Organizations that have adopted an anticipatory mindset and culture enjoy a variety of powerful advantages over those that rely on strategies that simply aren’t as effective as they once might have been.

Business agility is the strategy to react to change as quickly as possible to address problems and changing market conditions.

Does that make business agility an extinct dinosaur? Far from it, so long as you understand its strengths and weaknesses.

Why business agility is no longer enough

Countless organizations have long prized agility as the best way to deal with the speed of change and disruption.

The prevailing mindset was:

the faster and more efficiently you were able to react, the quicker off the mark you would be with regard to beating your competitors to the punch

The increasing number of organizations being disrupted by digital technology clearly indicates that agility is simply no longer as useful. It may have been the key strategy that once protected and defended your company against change, but not anymore.

Given the ever-increasing speed with which technology is driving change of all sorts, agility in many cases can only slow down the speed with which you fall behind.

It’s like being a tightrope walker who sees that the cable is about to break. You can be as agile as the day is long, but you’re still headed for a fall!

Further, being agile doesn’t lend itself to innovation, particularly the sort of game-changing innovation that every organization strives for.

For example, one of Time magazine’s choices for great innovations was an adaptive device that, once connected to a stethoscope, automatically transfers data to a smartphone for ready analysis. The device can identify health issues that a human ear often can’t detect.

Did the developers of that innovation use agility to come up with their breakthrough idea? Being agile would not have helped. Agile innovation is good, but it will position you as a follower and keep you from jumping ahead.

The place for agility

So, given the stage of exponential change we are currently in,  does the reactive nature of business agility provide enough, or should we give it a decent burial?

Not at all!

The ability to be agile is a key strategy in both an organization’s and an individual’s toolbox.

After all, there are always going to be unpredictable problems that demand rapid solutions. There’s always unforeseen situations that mandate fast decisions, and other shifts and challenges that require quick analysis and response.

But it’s important to keep business agility in a proper context.

Agility is the ideal strategy for:

  1. Unpredictable change.
  2. Reacting quickly after a change occurs.
  3. Solving problems quickly after they occur.
  4. Creating a competitive advantage over slower rivals.

In other words, agility is a reactive strategy, and you should be using it as a key strategy, but don’t treat it as the panacea to change and innovation that many organizations assume it still is.

Reaction is all well and good, but it doesn’t allow you to leap ahead in both your thinking and action.

At the very least, it’s just another step in the dance that protects the status quo.

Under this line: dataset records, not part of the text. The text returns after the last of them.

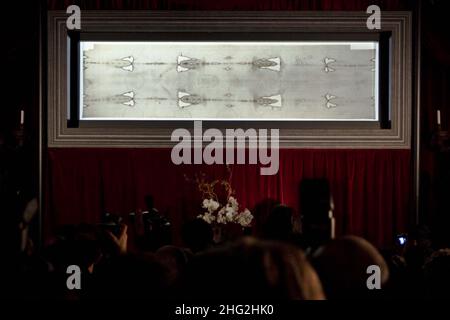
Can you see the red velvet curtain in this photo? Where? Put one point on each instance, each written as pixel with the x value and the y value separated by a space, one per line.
pixel 370 187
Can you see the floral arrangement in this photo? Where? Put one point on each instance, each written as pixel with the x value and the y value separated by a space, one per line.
pixel 217 213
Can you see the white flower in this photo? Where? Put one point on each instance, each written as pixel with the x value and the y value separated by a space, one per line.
pixel 211 205
pixel 245 218
pixel 221 218
pixel 230 213
pixel 232 202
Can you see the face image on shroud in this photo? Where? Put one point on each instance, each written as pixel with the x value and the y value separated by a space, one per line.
pixel 252 269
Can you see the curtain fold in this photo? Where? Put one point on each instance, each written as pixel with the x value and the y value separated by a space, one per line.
pixel 371 188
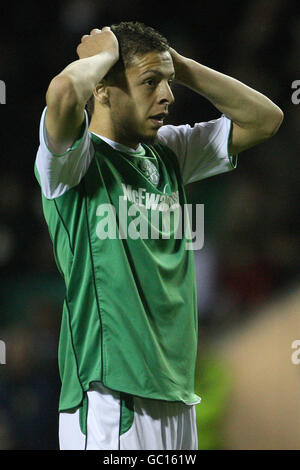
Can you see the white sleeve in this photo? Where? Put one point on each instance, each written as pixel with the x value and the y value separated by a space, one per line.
pixel 60 172
pixel 202 150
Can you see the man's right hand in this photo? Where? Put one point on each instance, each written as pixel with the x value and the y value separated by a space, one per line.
pixel 69 91
pixel 99 40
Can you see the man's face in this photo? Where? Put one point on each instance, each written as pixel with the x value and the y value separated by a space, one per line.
pixel 141 101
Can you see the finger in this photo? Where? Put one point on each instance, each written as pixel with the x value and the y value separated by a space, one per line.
pixel 95 31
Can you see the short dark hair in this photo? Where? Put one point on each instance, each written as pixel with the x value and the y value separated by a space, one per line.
pixel 134 39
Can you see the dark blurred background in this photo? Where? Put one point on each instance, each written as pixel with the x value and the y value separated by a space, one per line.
pixel 251 255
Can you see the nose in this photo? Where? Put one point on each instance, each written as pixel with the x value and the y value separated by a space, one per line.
pixel 165 95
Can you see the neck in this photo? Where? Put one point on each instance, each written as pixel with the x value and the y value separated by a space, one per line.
pixel 103 125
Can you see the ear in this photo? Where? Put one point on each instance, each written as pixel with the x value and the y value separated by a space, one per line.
pixel 101 93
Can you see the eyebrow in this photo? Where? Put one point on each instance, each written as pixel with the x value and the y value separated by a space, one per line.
pixel 156 72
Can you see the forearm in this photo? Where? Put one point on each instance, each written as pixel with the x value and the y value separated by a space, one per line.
pixel 83 75
pixel 243 105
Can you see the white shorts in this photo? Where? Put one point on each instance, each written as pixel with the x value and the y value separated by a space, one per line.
pixel 110 420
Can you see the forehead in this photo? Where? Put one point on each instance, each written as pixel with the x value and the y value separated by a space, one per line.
pixel 152 61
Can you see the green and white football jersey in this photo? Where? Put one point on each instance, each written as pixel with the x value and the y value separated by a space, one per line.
pixel 130 311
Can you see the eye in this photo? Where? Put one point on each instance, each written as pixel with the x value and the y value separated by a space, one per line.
pixel 150 82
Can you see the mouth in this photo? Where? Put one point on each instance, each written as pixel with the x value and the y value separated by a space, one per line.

Anticipation—the more powerful option

Let’s be clear: I want you to be agile, and no methodology will allow you to accurately predict everything.

But, business agility needs to be balanced with a new key strategy—becoming anticipatory if you want to become the disruptor and turn change into game-changing opportunity.

It may seem the stuff of science fiction to some, but our Anticipatory Organization Model has proven itself over time and is geared toward showing both organizations and individuals how to anticipate the future and make bold moves with the utmost confidence. It’s the ideal strategy for:

  1. Turning disruption and change into an opportunity.
  2. Identifying and acting on the change before it occurs.
  3. Identifying and pre-solving problems before they occur.
  4. Driving exponential innovation with reduced risk.
  5. Jumping ahead of competitors with the confidence that comes from certainty.

One of the keys lies in the proven methodology of identifying both Hard and Soft Trends.

Hard Trends are about future facts. They will happen, they are those future events we can all bank on that is becoming more sophisticated and useful at a predictable, exponential rate.

By contrast, Soft Trends are based on assumptions and represent future possibilities—things that may or may not occur but which are open to influence.

Leveraging those two concepts allows organizations to plan and carry out strategy with a newfound level of confidence that fosters rapid growth and accelerated innovation.


There will always be a place for business agility in the most successful and prosperous organizations. But we need to know that a focus on agility doesn’t preclude the far more proactive ability to be anticipatory whenever possible.

The ideal would be to consider agile and anticipatory as synergistic strategies.

When used together with strategic intent, they can accelerate innovation, growth, and results.

By adopting an anticipatory mindset and culture, change and disruption become your biggest competitive advantage.